I found this on AoPS in which they gave a proof
Consider the square containing the minimal value. Then its four neighbors must all have this minimal value. Similarly, their neighbors must also have this minimal value, and so on ad infinitum. Thus, every square in the chessboard has the same value.
but I don't understand how the first sentences implies that “Thus, every square in the chessboard has the same value.”
If $m$ is the minimal value and has neighbors $a,b,c,d$, then $$m=\dfrac{a+b+c+d}{4}$$
and so pick one of the neighbors say $a$, then $a$ has neighbors $m,e,f,g$ and so $$a = \dfrac{m+e+f+g}{4}$$ but I don't understand how this would imply that $a=m$ also. How do they draw this conclusion?
If $m$ is the minimal value, then $a,b,c,d \geq m$. Thus
$$m = \frac{a+b+c+d}{4} = \frac{a}{4} + \frac{b}{4} + \frac{c}{4} + \frac{d}{4} \geq \frac{a}{4} + \frac{m}{4} + \frac{m}{4} + \frac{m}{4} = \frac{a}{4} + 3\frac{m}{4}$$
By subtracting off $3\frac{m}{4}$ from the two sides of the above inequality, we deduce that $\frac{m}{4} \geq \frac{a}{4}$, so $m \geq a$. Since by hypothesis $m \leq a$, we conclude that $m=a$. By the same logic, $b,c,d=m$. Repeat this argument for all the neighbors of $a,b,c,d$, and so on (this can be made formal).

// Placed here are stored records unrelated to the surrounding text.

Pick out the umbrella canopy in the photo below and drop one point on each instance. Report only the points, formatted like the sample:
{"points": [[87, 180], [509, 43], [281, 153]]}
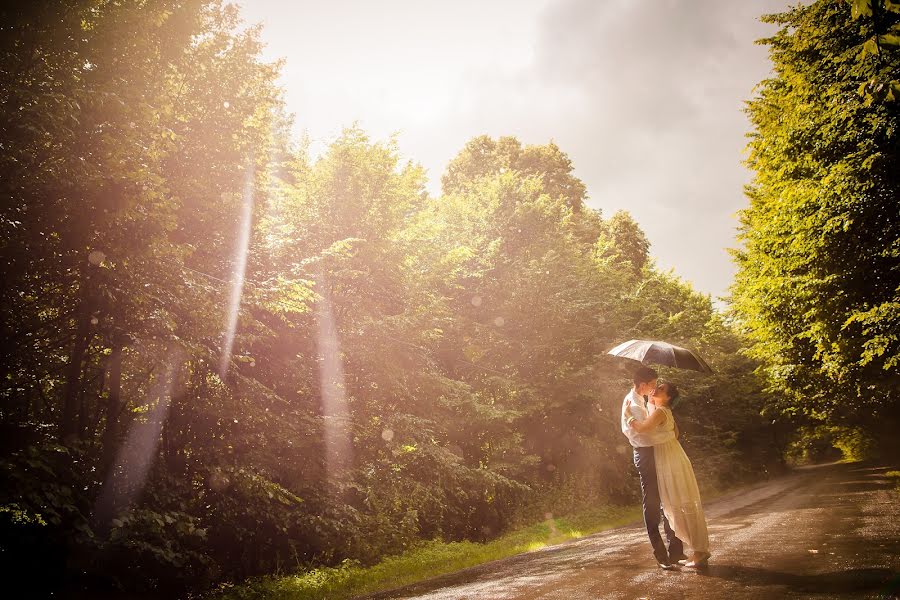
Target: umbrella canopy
{"points": [[661, 353]]}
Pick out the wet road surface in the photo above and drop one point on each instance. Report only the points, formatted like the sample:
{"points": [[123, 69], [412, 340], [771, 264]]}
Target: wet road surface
{"points": [[824, 532]]}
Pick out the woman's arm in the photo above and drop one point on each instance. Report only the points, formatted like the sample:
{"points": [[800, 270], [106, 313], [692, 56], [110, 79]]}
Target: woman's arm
{"points": [[649, 423]]}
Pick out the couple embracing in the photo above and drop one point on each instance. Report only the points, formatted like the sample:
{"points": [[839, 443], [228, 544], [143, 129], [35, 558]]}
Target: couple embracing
{"points": [[668, 485]]}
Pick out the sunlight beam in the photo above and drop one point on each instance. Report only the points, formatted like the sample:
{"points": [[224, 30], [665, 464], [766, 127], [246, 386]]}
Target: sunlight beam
{"points": [[239, 266], [335, 412]]}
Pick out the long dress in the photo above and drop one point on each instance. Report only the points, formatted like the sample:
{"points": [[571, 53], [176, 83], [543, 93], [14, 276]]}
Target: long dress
{"points": [[678, 490]]}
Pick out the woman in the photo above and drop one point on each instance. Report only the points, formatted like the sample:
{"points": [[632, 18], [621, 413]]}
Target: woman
{"points": [[677, 483]]}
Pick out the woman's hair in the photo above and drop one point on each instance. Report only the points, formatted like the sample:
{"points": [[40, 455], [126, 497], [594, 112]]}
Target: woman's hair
{"points": [[644, 375], [672, 392]]}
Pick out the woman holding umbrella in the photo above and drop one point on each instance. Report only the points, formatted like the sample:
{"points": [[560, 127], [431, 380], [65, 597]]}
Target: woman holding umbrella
{"points": [[678, 489], [677, 483]]}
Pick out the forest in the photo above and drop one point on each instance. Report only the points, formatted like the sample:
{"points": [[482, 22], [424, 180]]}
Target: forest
{"points": [[225, 357]]}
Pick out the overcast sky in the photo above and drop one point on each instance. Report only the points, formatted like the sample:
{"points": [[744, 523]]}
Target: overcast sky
{"points": [[645, 96]]}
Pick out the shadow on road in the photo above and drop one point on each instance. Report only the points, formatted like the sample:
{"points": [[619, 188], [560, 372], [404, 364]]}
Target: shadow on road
{"points": [[883, 581]]}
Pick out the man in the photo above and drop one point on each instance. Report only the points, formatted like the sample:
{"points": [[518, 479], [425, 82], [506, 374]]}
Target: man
{"points": [[634, 407]]}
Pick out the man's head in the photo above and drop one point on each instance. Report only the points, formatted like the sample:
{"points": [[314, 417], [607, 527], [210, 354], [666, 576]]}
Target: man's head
{"points": [[645, 380]]}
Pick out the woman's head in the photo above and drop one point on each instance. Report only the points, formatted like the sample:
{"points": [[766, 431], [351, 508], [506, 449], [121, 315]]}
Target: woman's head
{"points": [[666, 394]]}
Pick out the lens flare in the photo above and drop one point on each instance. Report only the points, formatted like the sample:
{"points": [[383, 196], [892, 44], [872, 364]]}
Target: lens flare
{"points": [[126, 479], [335, 413], [239, 266]]}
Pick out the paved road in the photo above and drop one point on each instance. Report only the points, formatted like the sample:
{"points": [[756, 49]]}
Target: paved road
{"points": [[825, 532]]}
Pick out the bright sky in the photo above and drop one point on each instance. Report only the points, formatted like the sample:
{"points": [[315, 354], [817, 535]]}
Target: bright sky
{"points": [[645, 96]]}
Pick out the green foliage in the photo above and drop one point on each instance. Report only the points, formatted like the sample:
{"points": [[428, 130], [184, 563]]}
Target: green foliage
{"points": [[427, 559], [819, 276], [461, 338]]}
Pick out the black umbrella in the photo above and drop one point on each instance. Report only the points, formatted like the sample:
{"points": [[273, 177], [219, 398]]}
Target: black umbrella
{"points": [[661, 353]]}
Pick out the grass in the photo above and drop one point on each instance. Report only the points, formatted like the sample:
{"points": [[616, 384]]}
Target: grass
{"points": [[427, 560]]}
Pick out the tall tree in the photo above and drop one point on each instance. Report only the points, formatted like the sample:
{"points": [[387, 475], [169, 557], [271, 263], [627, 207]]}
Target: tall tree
{"points": [[818, 286]]}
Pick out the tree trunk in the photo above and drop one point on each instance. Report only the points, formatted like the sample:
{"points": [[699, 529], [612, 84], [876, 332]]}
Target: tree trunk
{"points": [[113, 405], [70, 421]]}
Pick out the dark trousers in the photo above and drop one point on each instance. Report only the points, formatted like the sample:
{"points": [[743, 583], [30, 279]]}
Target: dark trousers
{"points": [[646, 466]]}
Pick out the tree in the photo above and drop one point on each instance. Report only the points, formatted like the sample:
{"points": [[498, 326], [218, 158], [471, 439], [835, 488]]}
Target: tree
{"points": [[818, 282]]}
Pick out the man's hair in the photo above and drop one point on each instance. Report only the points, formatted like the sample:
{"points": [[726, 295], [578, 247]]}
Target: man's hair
{"points": [[644, 375]]}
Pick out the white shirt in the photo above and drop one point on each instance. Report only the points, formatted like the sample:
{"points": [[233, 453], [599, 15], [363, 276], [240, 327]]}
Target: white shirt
{"points": [[633, 406]]}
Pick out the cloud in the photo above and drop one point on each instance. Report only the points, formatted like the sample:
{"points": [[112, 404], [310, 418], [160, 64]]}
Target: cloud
{"points": [[646, 98]]}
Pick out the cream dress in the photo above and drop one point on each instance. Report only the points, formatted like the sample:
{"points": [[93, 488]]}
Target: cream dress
{"points": [[678, 490]]}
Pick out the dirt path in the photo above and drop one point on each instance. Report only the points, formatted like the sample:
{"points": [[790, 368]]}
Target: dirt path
{"points": [[825, 532]]}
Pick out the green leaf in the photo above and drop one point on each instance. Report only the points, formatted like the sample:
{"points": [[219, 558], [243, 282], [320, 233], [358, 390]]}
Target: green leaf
{"points": [[860, 8], [889, 39]]}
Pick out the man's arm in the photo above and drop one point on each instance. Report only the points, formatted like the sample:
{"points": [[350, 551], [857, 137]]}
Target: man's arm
{"points": [[655, 418]]}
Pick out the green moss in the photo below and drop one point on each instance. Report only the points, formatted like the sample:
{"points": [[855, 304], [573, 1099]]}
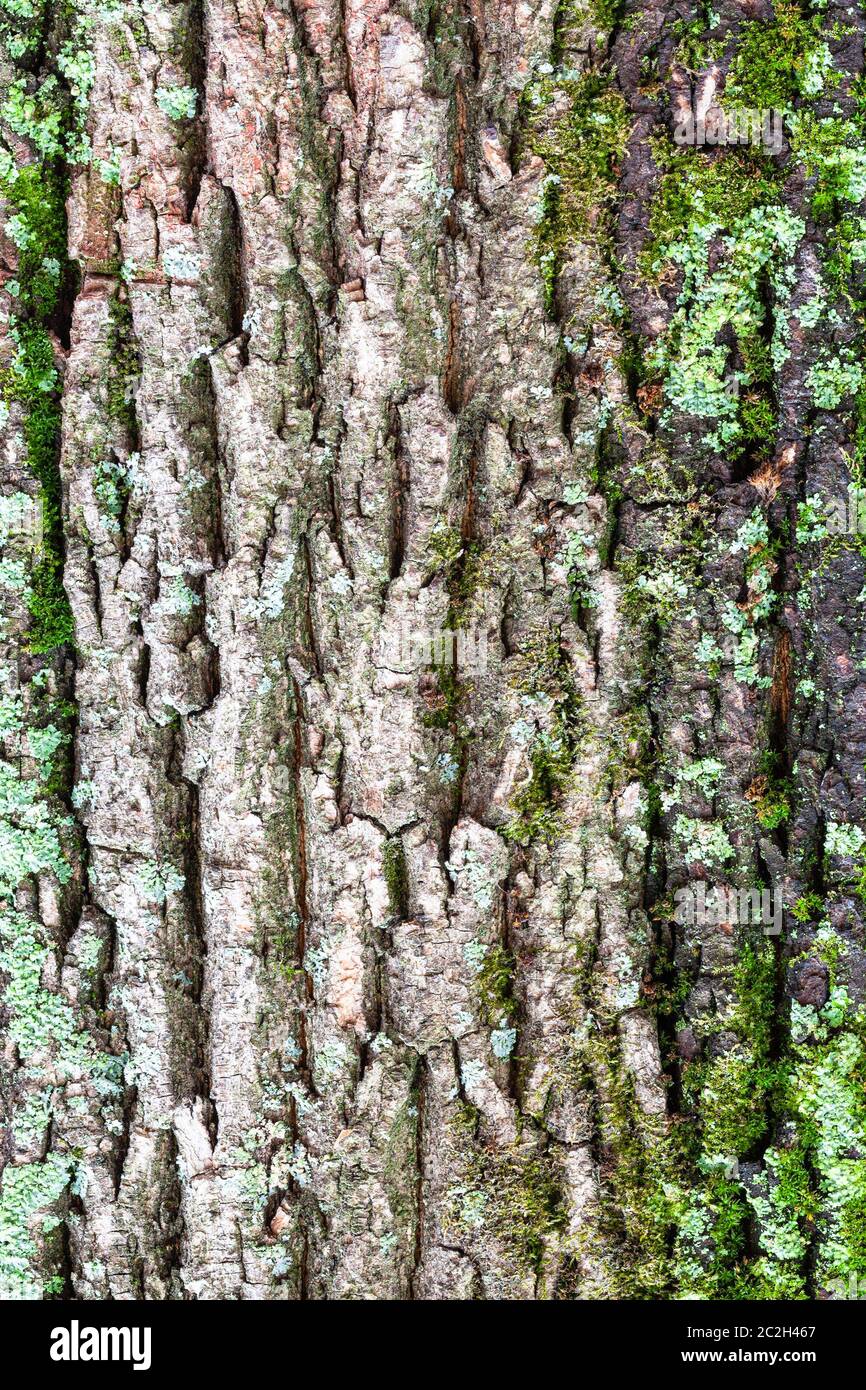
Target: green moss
{"points": [[494, 984], [776, 60], [515, 1191], [553, 708], [581, 152], [396, 877]]}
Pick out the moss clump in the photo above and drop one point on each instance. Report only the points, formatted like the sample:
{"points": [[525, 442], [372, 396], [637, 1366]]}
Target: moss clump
{"points": [[776, 60], [581, 150], [770, 799], [515, 1193], [553, 709], [396, 876], [494, 984]]}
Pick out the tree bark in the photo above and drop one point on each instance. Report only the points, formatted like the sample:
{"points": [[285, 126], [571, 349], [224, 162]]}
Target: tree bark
{"points": [[344, 958]]}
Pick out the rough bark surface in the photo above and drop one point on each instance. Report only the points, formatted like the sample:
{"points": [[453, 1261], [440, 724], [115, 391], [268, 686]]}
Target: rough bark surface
{"points": [[327, 976]]}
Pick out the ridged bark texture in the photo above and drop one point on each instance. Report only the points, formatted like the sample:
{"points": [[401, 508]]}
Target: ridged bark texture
{"points": [[335, 973]]}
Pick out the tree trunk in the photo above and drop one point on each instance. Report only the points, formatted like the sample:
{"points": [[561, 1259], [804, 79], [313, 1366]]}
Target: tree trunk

This is a discrete version of a Maximum principle, as show up in complex analysis and PDEs. Intuitively, you have a function on the chessboard with the property that the value at a square is equal to the average of its neighbors. If the function is not constant in the neighborhood of a particular square, then some neighboring values must be larger and some smaller, in order for the averaging to work out. However, if the value at a given square is a minimum, we are forced to conclude that the neighbors share the same value, so that the function is constant.